Zu der Krise, die gegenwärtig und immer mehr und mehr zu fühlen und in aller Munde und in allen Gedanken ist, meine ich: Verlassen wir uns darauf, daß nichts, aber auch gar nichts, außerhalb der großen Ordnung geschehen kann. Alles scheinbar Schlechte trägt sein letztlich - allerletzlich - gutes Ende in sich, wie lange auch der Weg dorthin sein mag. Das lässt sich für das individuelle Schicksal leichter entdecken als für das kollektive Geschehen, mit genügend Ausdauer, und dem Spruch von Epiktet folgend: "Nie sind die Dinge schlecht, nur wie Du darüber denkst!"

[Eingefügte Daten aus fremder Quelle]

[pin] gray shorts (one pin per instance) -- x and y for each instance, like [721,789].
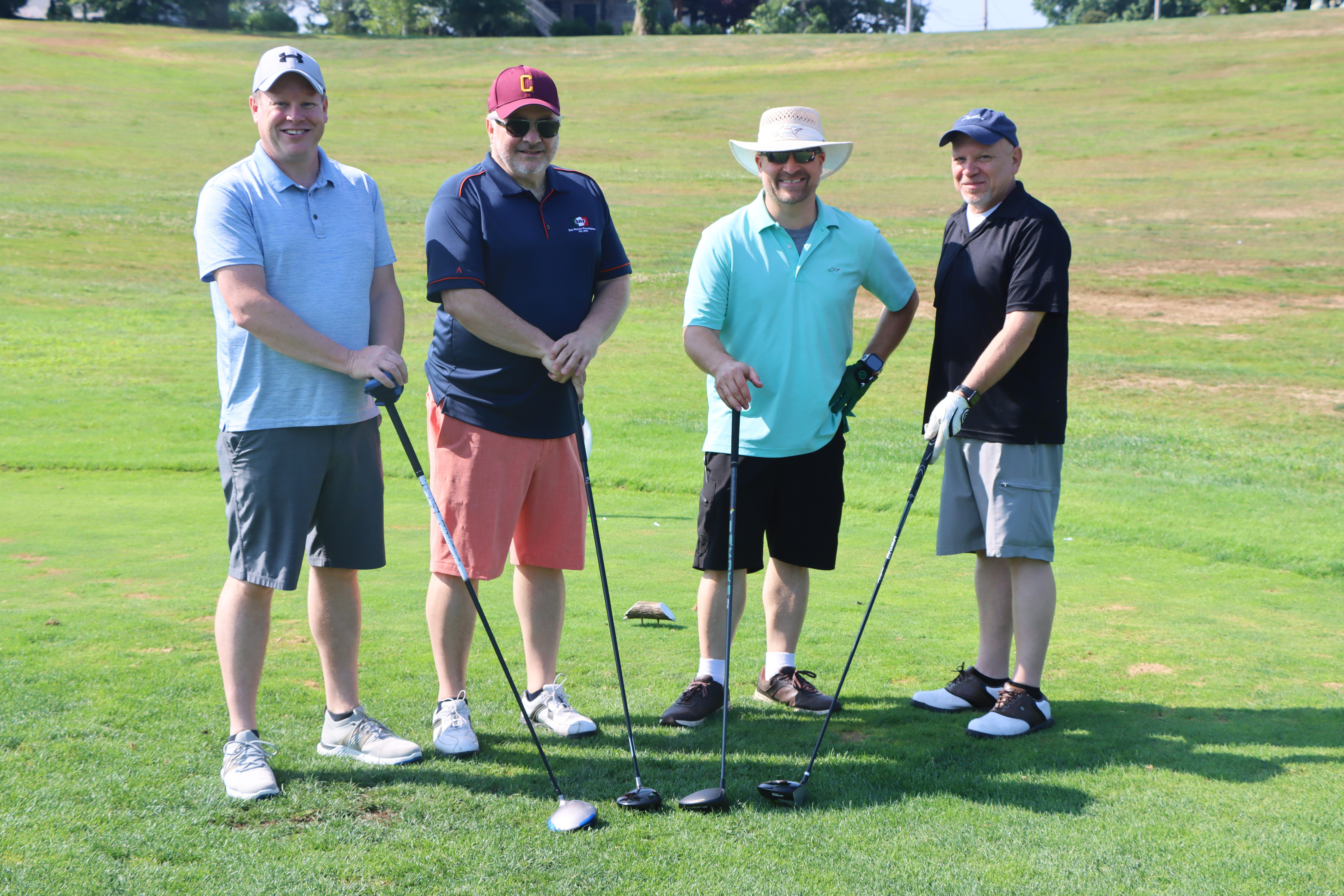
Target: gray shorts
[999,499]
[315,490]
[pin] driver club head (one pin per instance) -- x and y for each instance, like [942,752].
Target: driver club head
[708,800]
[784,793]
[381,394]
[640,800]
[573,815]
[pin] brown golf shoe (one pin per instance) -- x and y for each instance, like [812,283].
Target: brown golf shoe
[791,687]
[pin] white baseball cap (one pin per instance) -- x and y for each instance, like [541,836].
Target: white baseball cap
[282,61]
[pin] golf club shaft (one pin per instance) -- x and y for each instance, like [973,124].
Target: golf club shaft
[728,627]
[835,699]
[607,593]
[467,581]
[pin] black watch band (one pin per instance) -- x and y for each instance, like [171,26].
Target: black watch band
[970,394]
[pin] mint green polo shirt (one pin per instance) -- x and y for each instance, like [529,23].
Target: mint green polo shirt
[788,316]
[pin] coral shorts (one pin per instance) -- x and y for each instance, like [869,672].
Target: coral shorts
[505,499]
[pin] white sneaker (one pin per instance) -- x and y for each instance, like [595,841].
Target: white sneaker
[454,735]
[247,773]
[1015,714]
[964,692]
[553,710]
[361,737]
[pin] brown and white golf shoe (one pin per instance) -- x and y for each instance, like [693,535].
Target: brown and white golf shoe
[791,687]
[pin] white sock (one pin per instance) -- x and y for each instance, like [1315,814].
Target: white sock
[713,668]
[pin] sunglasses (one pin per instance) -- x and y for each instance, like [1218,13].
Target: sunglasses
[546,128]
[802,156]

Krisen gab es schon immer, auch staatserschütternde. So habe ich per Zufall den, wie ich meine, passenden Spruch zu den gegenwärtigen Zeiten gefunden: Johannes Kepler(1571–1630): "Wenn die Stürme brausen und der Schiffbruch des Staates droht, dann gibt es nichts Würdigeres zu tun, als den Anker unserer friedlichen Studien in den Grund der Ewigkeit zu senken." Lassen wir uns dabei nicht "von anderen täuschen", wie ein berühmtes Zen-Koan sagt. Die Lösung kommt nicht von begrenzten, wenn auch noch so begabten Wesen und angeblichen Rettern von "irgendwoher", von "jenseitigen Welten", "aufgestiegenen Meistern" und gechannelten "Weisheiten". Wie soll etwas Begrenztes mit Name und Form und beschränkt von Raum und Zeit uns retten können!? Die Rettung liegt immer in uns selbst, im tiefsten Grund unseres Wesens, ohne den wir und die Welt gar nicht existieren würden.  Was also ist dieses tiefste WESEN, das jeden von uns im Grunde und in jeder Krise trägt?
Die wunderbaren Verse von Daio Kokushi (1282-1337) geben die Antwort:

"Es gibt eine Wirklichkeit, die vor Himmel und Erde steht.
Sie hat keine Form, geschweige denn einen Namen. Augen können sie nicht sehen.
Lautlos ist sie, nicht wahrnehmbar für Ohren. Sie Geist oder Buddha zu nennen, entspricht nicht ihrer Natur.
Nicht Geist noch Buddha ist sie; vollkommen ruhig erleuchtet sie in wunderbarer Weise.
Nur dem klaren Auge ist sie wahrnehmbar. Das Dharma (=die große Ordnung aller Dinge) ist sie, und Wirklichkeit jenseits von Form und Klang.
Das Tao ist sie, und Worte haben nichts mit ihr zu tun.
In der Absicht Blinde anzuziehen, ließ Buddha seinem goldenen Munde spielerische Worte entspringen.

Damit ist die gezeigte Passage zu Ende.